The next couple of days continued to chisel away at the walls I had built up to protect myself from everything I feared – including God. On the second to last night of camp I went on a walk alone and found myself standing in front of a large wooden cross on the hillside. I stared at it, trying to picture Jesus hanging there, dying for my sins. I felt the words that had been repeated over and over throughout the week resurface, “Bare your cross and follow me.” My immediate thought was that I was too scared – scared of the pain, suffering, and death that would surely come from my complete surrender. But oh so gently He reminded me, “Have you not been doing everything you can to fill that hole inside yourself, trying to escape the inner pain and suffering you experience every day because you are actually walking around in a spiritual state of death and decay? I’m not asking you to die to yourself and remain dead, but to die so that I can make you truly come alive.”

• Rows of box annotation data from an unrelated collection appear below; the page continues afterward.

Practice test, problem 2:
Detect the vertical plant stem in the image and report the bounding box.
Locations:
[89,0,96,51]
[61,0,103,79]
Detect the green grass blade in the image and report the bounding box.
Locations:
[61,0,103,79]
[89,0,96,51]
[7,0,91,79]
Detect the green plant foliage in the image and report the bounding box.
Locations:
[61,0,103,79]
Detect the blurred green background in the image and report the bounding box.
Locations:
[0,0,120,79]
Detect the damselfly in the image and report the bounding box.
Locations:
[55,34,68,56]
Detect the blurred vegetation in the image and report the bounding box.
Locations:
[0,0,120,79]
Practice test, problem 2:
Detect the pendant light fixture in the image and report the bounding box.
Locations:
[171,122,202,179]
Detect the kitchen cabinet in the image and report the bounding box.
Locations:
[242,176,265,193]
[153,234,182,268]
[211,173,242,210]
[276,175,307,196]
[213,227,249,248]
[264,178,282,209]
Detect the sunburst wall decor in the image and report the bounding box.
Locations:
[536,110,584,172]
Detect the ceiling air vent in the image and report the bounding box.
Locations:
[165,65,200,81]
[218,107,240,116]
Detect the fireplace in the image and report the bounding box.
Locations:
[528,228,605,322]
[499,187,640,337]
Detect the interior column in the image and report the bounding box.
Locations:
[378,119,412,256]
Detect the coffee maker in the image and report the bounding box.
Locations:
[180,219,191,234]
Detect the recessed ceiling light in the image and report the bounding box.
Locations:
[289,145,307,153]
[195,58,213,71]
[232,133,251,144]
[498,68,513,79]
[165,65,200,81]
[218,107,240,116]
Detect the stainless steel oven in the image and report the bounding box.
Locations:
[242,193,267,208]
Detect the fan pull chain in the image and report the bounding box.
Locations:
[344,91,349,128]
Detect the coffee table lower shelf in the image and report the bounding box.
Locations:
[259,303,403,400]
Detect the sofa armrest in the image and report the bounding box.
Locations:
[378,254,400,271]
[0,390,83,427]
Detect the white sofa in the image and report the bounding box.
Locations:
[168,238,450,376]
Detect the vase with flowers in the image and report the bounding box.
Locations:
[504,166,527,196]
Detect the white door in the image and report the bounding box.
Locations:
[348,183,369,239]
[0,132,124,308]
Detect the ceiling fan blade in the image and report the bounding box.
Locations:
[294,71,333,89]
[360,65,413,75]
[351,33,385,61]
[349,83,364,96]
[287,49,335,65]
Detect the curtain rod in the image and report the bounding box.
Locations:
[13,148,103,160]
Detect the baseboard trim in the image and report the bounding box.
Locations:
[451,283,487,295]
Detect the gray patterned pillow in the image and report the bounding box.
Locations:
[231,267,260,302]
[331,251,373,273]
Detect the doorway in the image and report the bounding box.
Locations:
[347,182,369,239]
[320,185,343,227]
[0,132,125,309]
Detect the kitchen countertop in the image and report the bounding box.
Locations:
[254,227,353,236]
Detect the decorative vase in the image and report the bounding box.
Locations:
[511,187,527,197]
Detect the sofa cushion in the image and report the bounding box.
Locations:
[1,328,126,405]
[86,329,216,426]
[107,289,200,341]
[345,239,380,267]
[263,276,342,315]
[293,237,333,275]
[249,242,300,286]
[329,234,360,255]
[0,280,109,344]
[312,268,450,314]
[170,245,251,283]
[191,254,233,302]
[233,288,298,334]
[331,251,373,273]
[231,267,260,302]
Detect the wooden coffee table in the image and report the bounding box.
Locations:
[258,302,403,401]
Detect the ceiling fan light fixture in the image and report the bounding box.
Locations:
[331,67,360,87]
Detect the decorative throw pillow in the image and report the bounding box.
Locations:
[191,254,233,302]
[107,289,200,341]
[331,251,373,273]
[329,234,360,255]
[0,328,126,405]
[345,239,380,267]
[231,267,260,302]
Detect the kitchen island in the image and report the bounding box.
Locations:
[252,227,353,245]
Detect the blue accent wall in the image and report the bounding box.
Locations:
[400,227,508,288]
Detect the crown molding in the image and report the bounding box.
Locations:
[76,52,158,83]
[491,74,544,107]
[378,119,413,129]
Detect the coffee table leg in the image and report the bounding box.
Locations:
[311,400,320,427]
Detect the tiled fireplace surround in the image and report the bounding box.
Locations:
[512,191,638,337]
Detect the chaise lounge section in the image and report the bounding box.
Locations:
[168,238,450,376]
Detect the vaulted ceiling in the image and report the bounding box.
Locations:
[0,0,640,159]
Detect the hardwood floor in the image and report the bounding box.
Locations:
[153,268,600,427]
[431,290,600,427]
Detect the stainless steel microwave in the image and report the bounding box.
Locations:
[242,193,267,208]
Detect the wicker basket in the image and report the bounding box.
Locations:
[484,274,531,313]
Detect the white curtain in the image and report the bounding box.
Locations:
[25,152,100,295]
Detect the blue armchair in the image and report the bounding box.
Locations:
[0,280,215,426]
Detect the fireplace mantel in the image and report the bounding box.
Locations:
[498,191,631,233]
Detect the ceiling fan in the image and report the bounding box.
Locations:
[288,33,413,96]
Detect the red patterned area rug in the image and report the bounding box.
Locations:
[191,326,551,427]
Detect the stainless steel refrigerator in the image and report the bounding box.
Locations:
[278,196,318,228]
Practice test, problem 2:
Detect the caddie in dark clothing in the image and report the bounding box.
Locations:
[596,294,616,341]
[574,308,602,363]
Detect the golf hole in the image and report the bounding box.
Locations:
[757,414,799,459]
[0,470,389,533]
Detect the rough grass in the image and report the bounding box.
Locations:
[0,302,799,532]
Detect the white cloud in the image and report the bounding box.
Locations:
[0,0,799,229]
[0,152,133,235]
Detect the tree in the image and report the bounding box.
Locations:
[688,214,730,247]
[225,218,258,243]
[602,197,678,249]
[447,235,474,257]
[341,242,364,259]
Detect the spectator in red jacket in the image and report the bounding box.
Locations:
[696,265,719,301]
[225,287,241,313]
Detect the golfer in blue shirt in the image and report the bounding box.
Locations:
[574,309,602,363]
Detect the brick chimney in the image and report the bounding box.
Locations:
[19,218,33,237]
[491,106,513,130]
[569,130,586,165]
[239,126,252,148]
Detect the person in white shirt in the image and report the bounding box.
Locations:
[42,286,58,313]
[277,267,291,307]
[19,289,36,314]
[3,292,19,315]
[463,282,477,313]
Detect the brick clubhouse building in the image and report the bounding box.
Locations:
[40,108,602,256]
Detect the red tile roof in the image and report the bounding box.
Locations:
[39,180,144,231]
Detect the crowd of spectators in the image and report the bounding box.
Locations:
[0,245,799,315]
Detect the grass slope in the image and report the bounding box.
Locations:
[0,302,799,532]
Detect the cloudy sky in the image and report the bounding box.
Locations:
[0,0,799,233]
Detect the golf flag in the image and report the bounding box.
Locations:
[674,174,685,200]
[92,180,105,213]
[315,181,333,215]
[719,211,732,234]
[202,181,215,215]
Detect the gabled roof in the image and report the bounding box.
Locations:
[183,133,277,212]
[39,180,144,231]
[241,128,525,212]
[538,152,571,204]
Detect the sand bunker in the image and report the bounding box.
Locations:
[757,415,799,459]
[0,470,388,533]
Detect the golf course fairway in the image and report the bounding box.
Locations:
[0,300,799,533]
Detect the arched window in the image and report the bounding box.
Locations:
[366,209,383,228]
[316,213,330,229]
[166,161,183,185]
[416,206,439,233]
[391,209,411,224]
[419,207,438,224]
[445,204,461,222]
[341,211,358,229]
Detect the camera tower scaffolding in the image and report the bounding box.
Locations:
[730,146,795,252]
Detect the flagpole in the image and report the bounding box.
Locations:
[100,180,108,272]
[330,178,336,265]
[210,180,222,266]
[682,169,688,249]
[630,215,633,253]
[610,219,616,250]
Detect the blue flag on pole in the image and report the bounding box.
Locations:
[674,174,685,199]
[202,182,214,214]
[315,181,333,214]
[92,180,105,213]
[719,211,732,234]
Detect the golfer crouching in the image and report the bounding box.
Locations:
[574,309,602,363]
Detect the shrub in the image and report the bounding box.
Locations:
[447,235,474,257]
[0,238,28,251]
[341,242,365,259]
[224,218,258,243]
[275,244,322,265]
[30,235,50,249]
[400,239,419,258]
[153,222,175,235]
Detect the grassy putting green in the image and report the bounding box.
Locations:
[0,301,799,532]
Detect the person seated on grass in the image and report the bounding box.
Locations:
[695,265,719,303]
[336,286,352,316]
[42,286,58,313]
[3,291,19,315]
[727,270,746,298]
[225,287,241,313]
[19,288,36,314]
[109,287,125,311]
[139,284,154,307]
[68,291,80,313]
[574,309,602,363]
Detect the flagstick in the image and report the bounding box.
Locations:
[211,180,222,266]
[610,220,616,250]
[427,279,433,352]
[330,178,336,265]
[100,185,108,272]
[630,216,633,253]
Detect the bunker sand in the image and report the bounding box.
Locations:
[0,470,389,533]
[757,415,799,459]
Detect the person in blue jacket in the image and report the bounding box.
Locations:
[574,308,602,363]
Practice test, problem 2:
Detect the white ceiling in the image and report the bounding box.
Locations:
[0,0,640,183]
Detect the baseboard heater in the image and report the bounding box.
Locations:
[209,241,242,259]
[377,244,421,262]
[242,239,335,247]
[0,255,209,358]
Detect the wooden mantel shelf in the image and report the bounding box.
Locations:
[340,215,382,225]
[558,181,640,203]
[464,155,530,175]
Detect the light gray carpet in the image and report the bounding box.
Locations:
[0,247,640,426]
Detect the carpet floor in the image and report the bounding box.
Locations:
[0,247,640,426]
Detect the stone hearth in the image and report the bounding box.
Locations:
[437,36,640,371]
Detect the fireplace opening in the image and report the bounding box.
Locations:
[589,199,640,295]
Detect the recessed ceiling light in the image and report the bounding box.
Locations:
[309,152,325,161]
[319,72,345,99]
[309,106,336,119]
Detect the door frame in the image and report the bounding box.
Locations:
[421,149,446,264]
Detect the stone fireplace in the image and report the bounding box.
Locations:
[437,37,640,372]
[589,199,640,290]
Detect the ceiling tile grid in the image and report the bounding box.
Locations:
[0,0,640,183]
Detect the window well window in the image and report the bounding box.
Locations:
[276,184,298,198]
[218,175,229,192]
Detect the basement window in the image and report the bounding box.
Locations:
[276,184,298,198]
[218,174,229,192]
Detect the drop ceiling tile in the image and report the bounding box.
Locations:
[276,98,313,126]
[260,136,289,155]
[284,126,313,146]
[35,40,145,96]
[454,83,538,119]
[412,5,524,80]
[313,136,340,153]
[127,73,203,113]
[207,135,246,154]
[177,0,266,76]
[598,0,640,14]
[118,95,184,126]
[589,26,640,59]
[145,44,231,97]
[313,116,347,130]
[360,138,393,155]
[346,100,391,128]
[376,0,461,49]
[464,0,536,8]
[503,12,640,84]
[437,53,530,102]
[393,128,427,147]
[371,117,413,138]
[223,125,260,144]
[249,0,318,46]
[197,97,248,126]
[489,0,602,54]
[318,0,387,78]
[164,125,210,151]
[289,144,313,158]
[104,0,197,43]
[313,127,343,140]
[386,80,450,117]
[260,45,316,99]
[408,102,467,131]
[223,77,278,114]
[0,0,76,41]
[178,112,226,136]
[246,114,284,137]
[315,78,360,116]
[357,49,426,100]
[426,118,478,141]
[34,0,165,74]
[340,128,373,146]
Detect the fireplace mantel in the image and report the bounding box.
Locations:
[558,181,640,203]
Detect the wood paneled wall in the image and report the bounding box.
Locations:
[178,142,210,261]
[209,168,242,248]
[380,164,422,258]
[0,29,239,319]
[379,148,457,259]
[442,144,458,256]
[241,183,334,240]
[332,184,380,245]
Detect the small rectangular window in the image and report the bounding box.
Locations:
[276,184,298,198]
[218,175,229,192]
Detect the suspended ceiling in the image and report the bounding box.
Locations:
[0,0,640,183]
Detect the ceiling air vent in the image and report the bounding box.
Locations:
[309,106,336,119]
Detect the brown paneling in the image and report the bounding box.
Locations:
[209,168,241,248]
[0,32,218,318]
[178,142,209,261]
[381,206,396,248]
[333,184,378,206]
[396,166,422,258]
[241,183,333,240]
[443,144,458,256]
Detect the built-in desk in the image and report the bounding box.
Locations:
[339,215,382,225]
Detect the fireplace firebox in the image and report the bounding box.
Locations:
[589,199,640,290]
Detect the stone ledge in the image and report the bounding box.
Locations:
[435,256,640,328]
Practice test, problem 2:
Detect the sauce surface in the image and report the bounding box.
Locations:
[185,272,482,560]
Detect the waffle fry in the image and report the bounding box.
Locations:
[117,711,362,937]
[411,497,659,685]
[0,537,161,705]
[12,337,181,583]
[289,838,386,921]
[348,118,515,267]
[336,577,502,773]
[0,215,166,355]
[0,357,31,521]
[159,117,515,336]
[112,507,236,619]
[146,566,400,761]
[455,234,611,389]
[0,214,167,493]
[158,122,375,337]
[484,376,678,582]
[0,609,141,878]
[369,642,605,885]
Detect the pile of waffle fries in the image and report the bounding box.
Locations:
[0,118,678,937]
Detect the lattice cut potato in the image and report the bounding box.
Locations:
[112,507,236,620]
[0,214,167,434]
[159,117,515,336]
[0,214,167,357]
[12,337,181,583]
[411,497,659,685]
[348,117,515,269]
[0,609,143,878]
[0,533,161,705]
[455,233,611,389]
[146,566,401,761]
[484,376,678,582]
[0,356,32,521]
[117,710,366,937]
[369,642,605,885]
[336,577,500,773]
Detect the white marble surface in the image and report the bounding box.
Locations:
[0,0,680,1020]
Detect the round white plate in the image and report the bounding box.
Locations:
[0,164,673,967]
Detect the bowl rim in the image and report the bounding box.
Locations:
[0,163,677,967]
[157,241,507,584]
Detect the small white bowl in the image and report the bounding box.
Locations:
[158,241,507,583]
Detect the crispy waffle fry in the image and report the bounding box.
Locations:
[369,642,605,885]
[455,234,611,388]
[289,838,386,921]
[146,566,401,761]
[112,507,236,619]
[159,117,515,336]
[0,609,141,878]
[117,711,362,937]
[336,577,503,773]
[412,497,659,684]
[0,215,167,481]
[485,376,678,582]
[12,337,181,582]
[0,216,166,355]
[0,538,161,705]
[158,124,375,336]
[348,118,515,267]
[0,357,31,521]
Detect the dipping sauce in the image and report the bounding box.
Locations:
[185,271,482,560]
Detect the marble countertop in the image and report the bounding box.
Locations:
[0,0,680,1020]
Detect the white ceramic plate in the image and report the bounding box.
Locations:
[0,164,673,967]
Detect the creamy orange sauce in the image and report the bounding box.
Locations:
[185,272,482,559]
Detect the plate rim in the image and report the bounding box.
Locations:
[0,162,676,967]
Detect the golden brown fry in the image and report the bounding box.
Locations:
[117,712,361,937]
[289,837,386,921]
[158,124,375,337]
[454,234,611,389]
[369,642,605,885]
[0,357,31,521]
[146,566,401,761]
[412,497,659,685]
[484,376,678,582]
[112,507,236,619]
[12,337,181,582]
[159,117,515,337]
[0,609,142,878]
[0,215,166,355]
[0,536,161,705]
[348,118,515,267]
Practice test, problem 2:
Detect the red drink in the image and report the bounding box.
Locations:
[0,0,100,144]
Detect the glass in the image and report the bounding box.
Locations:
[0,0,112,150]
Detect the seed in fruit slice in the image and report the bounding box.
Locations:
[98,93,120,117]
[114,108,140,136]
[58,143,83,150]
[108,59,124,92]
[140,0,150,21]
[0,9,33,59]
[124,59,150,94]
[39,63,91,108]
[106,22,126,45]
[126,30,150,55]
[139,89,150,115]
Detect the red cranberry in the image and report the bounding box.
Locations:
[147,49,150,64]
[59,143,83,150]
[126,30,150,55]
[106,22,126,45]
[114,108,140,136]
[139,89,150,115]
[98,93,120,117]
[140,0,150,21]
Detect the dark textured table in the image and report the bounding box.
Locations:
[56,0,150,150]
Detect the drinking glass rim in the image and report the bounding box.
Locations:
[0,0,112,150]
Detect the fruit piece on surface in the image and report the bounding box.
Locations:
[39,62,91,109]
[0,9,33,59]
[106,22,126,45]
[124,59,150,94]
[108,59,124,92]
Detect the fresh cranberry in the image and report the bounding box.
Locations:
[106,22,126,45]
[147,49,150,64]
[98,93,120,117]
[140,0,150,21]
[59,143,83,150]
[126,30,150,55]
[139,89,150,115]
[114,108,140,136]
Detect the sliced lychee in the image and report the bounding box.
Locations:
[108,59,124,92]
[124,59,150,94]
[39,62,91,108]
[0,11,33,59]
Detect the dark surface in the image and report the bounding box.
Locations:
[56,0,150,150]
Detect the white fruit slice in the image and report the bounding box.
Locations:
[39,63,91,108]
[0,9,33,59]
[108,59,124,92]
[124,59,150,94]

It hit me like a ton of bricks. I had spent so much of my life terrified of what it would look like to fully give up control. Of the trials and tribulations I would go through like so many of His disciples. But what I wasn’t seeing was that by refusing to let go, I was making my life into the very thing I was scared of – one of pain, suffering, and death – and missing out on true unselfish love, overflowing joy, and peace that surpasses understanding.

“Whoever seeks to save his life will lose it, but whoever loses his life for my sake will find it.” I see this scripture in a whole new way now.

Since coming home from camp, I’ve felt a new inner peace. I’m still struggling with many other things I know God will need to deal with, but when I think about dying that same dread isn’t there anymore. As a Christian I know I have to continue to choose to die daily, and that I have many more lessons to learn and hard choices to make. But I pray that He continuously gives me the strength and courage to keep doing the things He asks me to do even when I’m scared; so that by my obedience I might continue to strip away the lies and see Him for who He really is: The God who takes the enemy’s only weapon against us and refashions it into the ultimate tool of love and mercy.

2 Cor. 10
3 For though we walk in the flesh, we do not war after the flesh:
4 (For the weapons of our warfare are not carnal, but mighty through God to the pulling down of strong holds;)
5 Casting down imaginations, and every high thing that exalteth itself against the knowledge of God, and bringing into captivity every thought to the obedience of Christ;
6 And having in a readiness to revenge all disobedience, when your obedience is fulfilled.